Em contraposição, a Floresta Amazônica poderia se tornar o ponto de partida para um desenvolvimento ecossocial do Brasil, que é uma potência ambiental por sua abundância em terra, água, sol e biodiversidade. Esses são os ingredientes que deveriam ser utilizados no aproveitamento econômico da biodiversidade da floresta com envolvimento da população local, tais como a fruticultura nativa, os diversos tipos de óleos e a imensa variedade de fitoterápicos e fármacos ainda não descobertos e com grande potencial de cura de diversas doenças.
No próximo ano, teremos a Rio+20: que realidade o Brasil terá a apresentar nesta conferência mundial, transcorridos 20 anos da Eco-92? A perspectiva de mais desmatamento e impunidade para os crimes ambientais? A perda da biodiversidade e o aumento da emissão de gases de efeito estufa? O aumento das fronteiras agrícolas para beneficiar o agronegócio?
Nosso sentido de percepção da realidade ainda é muito falho e fragmentado. Como afirma Morin, “os indivíduos de hoje, consomem o presente, deixam-se fascinar por mil futilidades, tagarelam sem jamais se compreenderem na torre de Babel das bugigangas”. Na metáfora do Mito da Caverna, Platão demonstra que somos como um grupo de homens sentados em uma caverna, voltados o tempo todo para os fundos, percebendo apenas as sombras e imagens fantasmagóricas causadas pelo que acontece do lado de fora da caverna, mas não o que de fato acontece. Acreditamos que essas imagens são verdadeiras, tomando o espectro pela realidade. O que vemos são apenas reflexos, mas certos de que essa é a única realidade possível, permanecemos estáticos, sem mudar de posição. A mídia, com destaque para a televisão, representa hoje a parede no fundo da caverna e tem como função, como alerta Jean-Luc Godard, produzir o “esquecimento”, através de uma profusão de notícias desconectadas, que impedem a percepção clara da realidade.

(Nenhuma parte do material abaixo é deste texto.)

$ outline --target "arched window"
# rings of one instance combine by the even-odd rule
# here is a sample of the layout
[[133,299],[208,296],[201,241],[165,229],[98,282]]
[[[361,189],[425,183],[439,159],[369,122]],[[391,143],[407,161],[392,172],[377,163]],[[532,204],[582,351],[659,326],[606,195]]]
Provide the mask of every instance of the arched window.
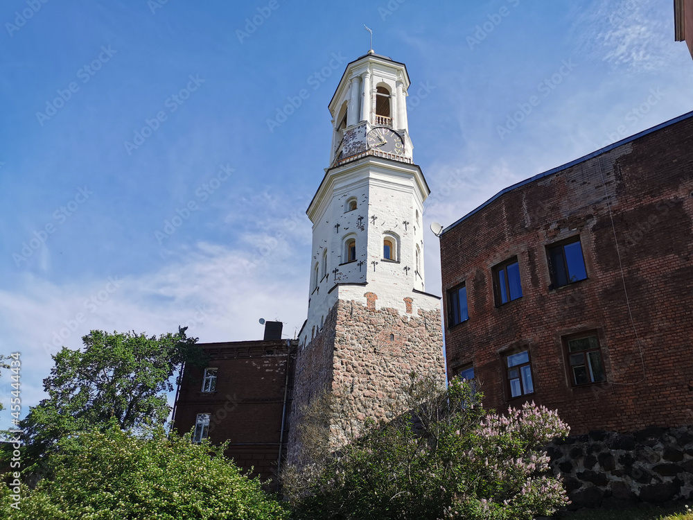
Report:
[[356,261],[356,239],[349,239],[344,242],[344,263]]
[[383,237],[383,260],[399,260],[398,241],[396,236],[392,233],[388,233]]
[[377,87],[376,88],[376,124],[392,126],[392,117],[389,90],[385,87]]
[[383,258],[387,260],[394,260],[394,244],[389,239],[383,241]]

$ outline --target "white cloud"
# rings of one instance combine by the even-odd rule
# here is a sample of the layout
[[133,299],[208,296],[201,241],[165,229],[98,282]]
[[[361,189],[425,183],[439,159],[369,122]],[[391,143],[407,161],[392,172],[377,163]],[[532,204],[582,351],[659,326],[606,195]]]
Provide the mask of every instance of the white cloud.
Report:
[[579,18],[576,35],[614,69],[656,71],[672,59],[673,12],[662,0],[595,0]]

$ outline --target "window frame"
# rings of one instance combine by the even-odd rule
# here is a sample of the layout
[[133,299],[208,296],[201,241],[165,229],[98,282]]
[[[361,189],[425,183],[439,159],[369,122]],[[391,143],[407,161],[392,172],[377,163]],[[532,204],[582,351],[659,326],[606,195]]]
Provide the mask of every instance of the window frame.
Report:
[[[204,417],[207,416],[205,422]],[[200,417],[203,417],[200,420]],[[195,429],[193,431],[193,442],[200,444],[204,439],[209,437],[209,424],[211,423],[212,415],[209,413],[198,413],[195,418]]]
[[[510,297],[510,280],[508,276],[508,267],[513,266],[514,264],[518,266],[518,277],[519,277],[520,282],[520,295],[516,296],[514,298]],[[503,272],[503,279],[500,279],[500,272]],[[522,275],[520,272],[520,259],[517,255],[509,258],[507,260],[501,262],[491,268],[491,272],[493,277],[493,297],[495,300],[495,306],[500,307],[506,304],[509,304],[511,302],[514,302],[516,300],[520,300],[525,293],[523,292],[522,289]],[[503,301],[502,299],[502,289],[505,289],[505,295],[507,297],[506,301]]]
[[[462,289],[464,289],[464,303],[465,303],[464,308],[466,310],[466,317],[464,318],[464,319],[462,319],[462,313],[460,312],[460,306],[459,304],[459,291]],[[447,304],[448,304],[448,320],[449,320],[449,324],[448,325],[448,328],[450,329],[450,328],[452,328],[453,327],[457,327],[457,325],[459,325],[459,324],[460,324],[462,323],[464,323],[465,322],[468,321],[469,320],[469,301],[468,301],[468,295],[467,295],[467,286],[466,286],[466,282],[463,281],[462,284],[458,284],[457,285],[455,286],[454,287],[452,287],[451,288],[448,289],[448,291],[446,291],[446,294],[448,295],[448,301],[447,301]],[[453,297],[453,295],[455,295],[454,297]],[[455,297],[457,297],[457,302],[458,302],[457,303],[457,306],[456,307],[457,310],[457,315],[453,315],[453,314],[455,313],[455,306],[453,304],[453,298]]]
[[[568,259],[565,255],[565,246],[570,245],[577,243],[580,247],[580,257],[582,259],[582,268],[585,271],[584,278],[580,278],[575,280],[571,280],[572,277],[570,276],[570,271],[568,269]],[[566,281],[565,284],[559,284],[558,275],[556,274],[556,266],[554,265],[554,261],[552,259],[553,256],[552,252],[559,248],[561,249],[561,256],[563,260],[562,266],[561,267],[563,270],[563,275],[565,277]],[[589,276],[587,273],[587,264],[585,263],[585,252],[582,249],[582,240],[581,239],[580,235],[575,235],[571,236],[569,239],[565,239],[565,240],[559,241],[551,244],[546,245],[546,261],[549,266],[549,276],[551,279],[551,285],[549,286],[549,290],[557,289],[561,287],[566,287],[572,284],[577,284],[579,281],[582,281],[583,280],[586,280],[589,279]]]
[[[527,353],[527,361],[518,363],[516,365],[513,365],[511,367],[508,366],[509,359],[511,356],[518,356],[525,352]],[[504,384],[505,386],[506,399],[507,401],[522,399],[523,397],[526,397],[528,395],[532,395],[533,394],[536,393],[536,384],[534,381],[534,371],[532,366],[532,352],[529,345],[504,352],[502,356],[502,361],[503,363],[503,373],[505,374],[503,381],[505,381]],[[525,374],[523,370],[525,367],[529,367],[529,382],[532,384],[531,392],[527,392],[527,388],[525,388],[526,383],[524,381]],[[514,369],[518,371],[518,374],[516,376],[511,377],[511,372]],[[516,380],[519,383],[521,391],[518,395],[513,395],[514,386],[512,381]]]
[[[586,338],[594,338],[597,342],[597,347],[594,348],[577,350],[572,352],[570,352],[570,341],[581,340]],[[604,355],[602,349],[602,342],[599,341],[599,334],[598,331],[589,330],[579,332],[574,334],[568,334],[561,337],[561,343],[563,345],[563,356],[565,360],[565,371],[568,374],[568,381],[571,387],[573,388],[584,388],[591,386],[593,385],[598,385],[607,381],[608,378],[606,376],[606,366],[604,364]],[[602,376],[603,379],[599,379],[599,381],[594,380],[594,367],[593,367],[590,358],[588,355],[593,352],[596,352],[599,354],[599,362],[602,364]],[[583,356],[583,365],[572,365],[570,363],[570,358],[581,354]],[[590,379],[592,379],[592,381],[589,381],[586,383],[578,383],[577,381],[577,378],[575,376],[575,372],[572,368],[573,366],[585,366],[587,367],[588,369],[586,372],[587,375]]]
[[[351,252],[353,251],[353,258],[351,258]],[[356,261],[356,239],[350,236],[344,240],[344,261],[343,263],[351,263]]]
[[[213,370],[213,375],[208,374],[208,370]],[[203,394],[212,394],[216,392],[217,379],[219,377],[219,369],[216,367],[207,367],[202,372],[202,389],[200,390]],[[207,383],[210,384],[208,385]],[[209,389],[209,387],[213,387]]]

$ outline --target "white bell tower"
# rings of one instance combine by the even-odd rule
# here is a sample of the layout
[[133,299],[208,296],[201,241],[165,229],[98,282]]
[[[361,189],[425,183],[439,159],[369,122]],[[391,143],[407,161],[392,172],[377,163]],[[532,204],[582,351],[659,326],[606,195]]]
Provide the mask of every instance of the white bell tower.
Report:
[[374,396],[412,370],[444,379],[440,299],[425,292],[430,191],[413,162],[409,85],[404,64],[371,51],[346,66],[330,102],[330,166],[307,211],[310,282],[293,421],[322,389],[349,388],[364,416],[378,417]]

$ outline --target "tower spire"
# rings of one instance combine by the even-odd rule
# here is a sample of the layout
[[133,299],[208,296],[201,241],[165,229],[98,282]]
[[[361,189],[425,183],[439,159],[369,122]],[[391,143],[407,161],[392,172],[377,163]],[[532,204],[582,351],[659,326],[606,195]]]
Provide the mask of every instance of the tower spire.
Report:
[[366,28],[366,31],[371,33],[371,44],[368,46],[368,53],[374,54],[375,51],[373,50],[373,30],[367,27],[365,24],[363,24],[363,26]]

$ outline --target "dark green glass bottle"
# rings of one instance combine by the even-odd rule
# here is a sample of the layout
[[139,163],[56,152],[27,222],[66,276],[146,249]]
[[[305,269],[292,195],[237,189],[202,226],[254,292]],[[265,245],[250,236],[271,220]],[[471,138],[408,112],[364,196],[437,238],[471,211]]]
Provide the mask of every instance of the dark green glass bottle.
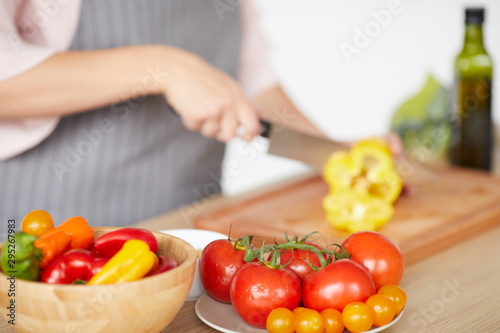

A grande encruzilhada do século XXI parece residir na imperativa tomada de consciência da nossa identidade planetária. O que está em jogo é, de um lado, a preservação da diversidade cultural e natural ameaçados de homogeneização e destruição e, de outro, a transformação revolucionária das relações sociais e dos valores individuais e coletivos, a partir da liberação de nossos potenciais psíquicos, espirituais, éticos, culturais e sociais. Trata-se, enfim, da necessidade de substituirmos o conceito de desenvolvimento pautado na visão economicista por um conceito de desenvolvimento multidimensional.
O desafio crucial da humanidade, portanto, é o do despertar da percepção coletiva em relação à urgência por atitudes e ações que minimizem a crise planetária. E é somente a partir da identificação e do enfrentamento dos grandes males do mundo contemporâneo – como a miséria, as guerras e o imenso desequilíbrio ecológico - que poderemos livrar nossa mãe Terra de um destino trágico. Não há mais tempo para a inércia. Como nos adverte o Cacique Mutua: “O homem branco devia saber que nada cresce se não prestar reverência à vida e à natureza. Tudo que acontecer aqui vai voar com o Vento que não tem fronteiras. Recairá um dia em calor e sofrimento para outros povos distantes do mundo.”